My husband is currently reading, “The Robbers’ Cave” written in 1887 to our children each night. (www.lamplighterpublishing.com) The story is about a young boy, Horace, who is kidnapped by a band of robbers. Last night my husband read the dialogue between the young lad and one of the captors, Raphael, who as a believer is secretly trying to help the boy. The discourse spoke to my heart and stated even truer what I am trying to say.

Horace was well versed in Scripture history, but he had only a very superficial knowledge of the Epistles of St. Paul. The glowing, fervent spirit of devotion breathing through them had found no response in his heart. He read now, almost as though they were new to him, the soul-stirring words of the apostle and martyr, proclaiming the blessed truths which he so joyfully sealed with his blood.

“Watch ye, stand fast in the faith, quit you like men, be strong.”

Horace felt that the Italian at his side was not merely reading this as a chronicled address to suffering saints of old, but receiving it as a rousing call to himself, a watchword to be used on the field of battle, a command from a leader to a soldier of the cross.

“Is it true,” asked Raphael, when at last he paused in his reading – “Is it true that in your blessed land these Scriptures are open to all?”

“The poorest can have a Bible,” replied Horace.

“What a power must be wielded there for the truth!” said the Italian, laying his hand upon the open Testament. “In this country there is but a man here and there, like a picket in a hostile land, a sentinel on a post of danger, to grasp with a feeble hand the sword of the Spirit, the Word of God standing forth in a cause which, were it not the cause of the Almighty, he might well consider to be desperate but with you, how strong, how united a phalanx must hold the ground against all opposers, and go forward conquering and triumphant in the great battle that is waged on earth!”

“Of what battle do you speak?” said Horace, rather to draw forth an answer from Raphael than from any difficulty as to his meaning.

“The great battle between Truth and Error, Light and Darkness, God and Satan,” replied Raphael; “the battle in which every individual must be enlisted on one or the other side.”

“Not necessarily to take any very active part,” observed Horace, who felt as regarded himself there had been little interest, and certainly no great effort in the strife.

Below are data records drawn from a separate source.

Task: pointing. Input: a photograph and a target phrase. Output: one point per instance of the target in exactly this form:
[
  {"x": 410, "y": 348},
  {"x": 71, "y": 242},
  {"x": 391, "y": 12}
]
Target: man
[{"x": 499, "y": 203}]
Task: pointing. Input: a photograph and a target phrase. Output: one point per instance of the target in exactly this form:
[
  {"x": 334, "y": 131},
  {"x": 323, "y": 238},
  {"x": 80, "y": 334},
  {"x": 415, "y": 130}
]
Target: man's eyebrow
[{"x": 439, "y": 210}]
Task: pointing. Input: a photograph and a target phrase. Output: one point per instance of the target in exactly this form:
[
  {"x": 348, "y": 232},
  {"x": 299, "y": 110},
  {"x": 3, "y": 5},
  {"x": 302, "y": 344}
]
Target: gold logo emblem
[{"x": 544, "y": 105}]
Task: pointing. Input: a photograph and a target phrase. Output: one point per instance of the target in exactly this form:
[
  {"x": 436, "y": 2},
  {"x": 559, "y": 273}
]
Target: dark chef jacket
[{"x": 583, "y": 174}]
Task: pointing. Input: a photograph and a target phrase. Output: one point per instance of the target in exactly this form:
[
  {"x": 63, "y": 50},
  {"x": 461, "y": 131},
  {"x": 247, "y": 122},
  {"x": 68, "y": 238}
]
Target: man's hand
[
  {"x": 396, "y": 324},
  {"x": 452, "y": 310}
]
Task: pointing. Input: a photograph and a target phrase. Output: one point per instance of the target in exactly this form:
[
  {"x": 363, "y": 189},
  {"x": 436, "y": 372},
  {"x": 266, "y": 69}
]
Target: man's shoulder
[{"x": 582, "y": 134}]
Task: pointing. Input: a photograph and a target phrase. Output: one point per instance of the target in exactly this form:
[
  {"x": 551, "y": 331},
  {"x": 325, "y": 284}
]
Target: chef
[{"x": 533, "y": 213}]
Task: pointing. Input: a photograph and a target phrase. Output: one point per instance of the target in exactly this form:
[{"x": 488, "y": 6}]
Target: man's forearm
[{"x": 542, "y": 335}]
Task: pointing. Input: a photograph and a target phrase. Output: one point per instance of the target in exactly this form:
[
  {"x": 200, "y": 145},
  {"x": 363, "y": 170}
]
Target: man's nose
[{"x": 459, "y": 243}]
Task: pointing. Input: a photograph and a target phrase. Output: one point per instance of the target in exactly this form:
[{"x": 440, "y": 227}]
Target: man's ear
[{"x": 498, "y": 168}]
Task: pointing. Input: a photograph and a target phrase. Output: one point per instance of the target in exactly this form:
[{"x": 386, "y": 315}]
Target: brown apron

Raphael fixed his large, earnest eyes upon the speaker with an expression of grave surprise. “In the world’s warfare what do we esteem a soldier who shrinks from taking part in the struggle, who obeys not his leader, who deserts his banner at a period of danger?”

“We esteem him a coward,” replied Horace.

“And if he take part with the enemy?”

“He has the name, and deserves the fate of a traitor.”

“And what shall we call those who enlisted to oppose sin and Satan, are content to remain mere spectators of the strife, or who actually join the ranks of the foe?”

“Nine-tenths of the Christian world do so,” observed Horace, “and certainly look upon themselves neither as cowards nor traitors. Few consider that there is a battle to be fought at all. Men follow their own pleasure, do their own will, and doubt not but that all will be well in the end.”

“You do not think so?” said Raphael.

Horace knew not what to reply. He was too conscious that he had been describing his own state of mine, and felt that if a brave, earnest, self-sacrificing spirit of devotion be necessary to the Christian soldier, he was unworthy of the name.

Oh, how these words stuck me. How many times have I been unworthy of the name of Christ? How many times have I followed my own pleasure and did my own will believing that all will be well in the end? How many times do I forget about the battle I’m called to engage in? How the Wicked One has deceived us! May my eyes be fixed upon the eternal. May I press on for the prize of the high calling. May I stand fast in the faith and fight as a true soldier. And may I always remember, as did Adams, that it’s not the end that justifies the means but that the end is worth more than all the means!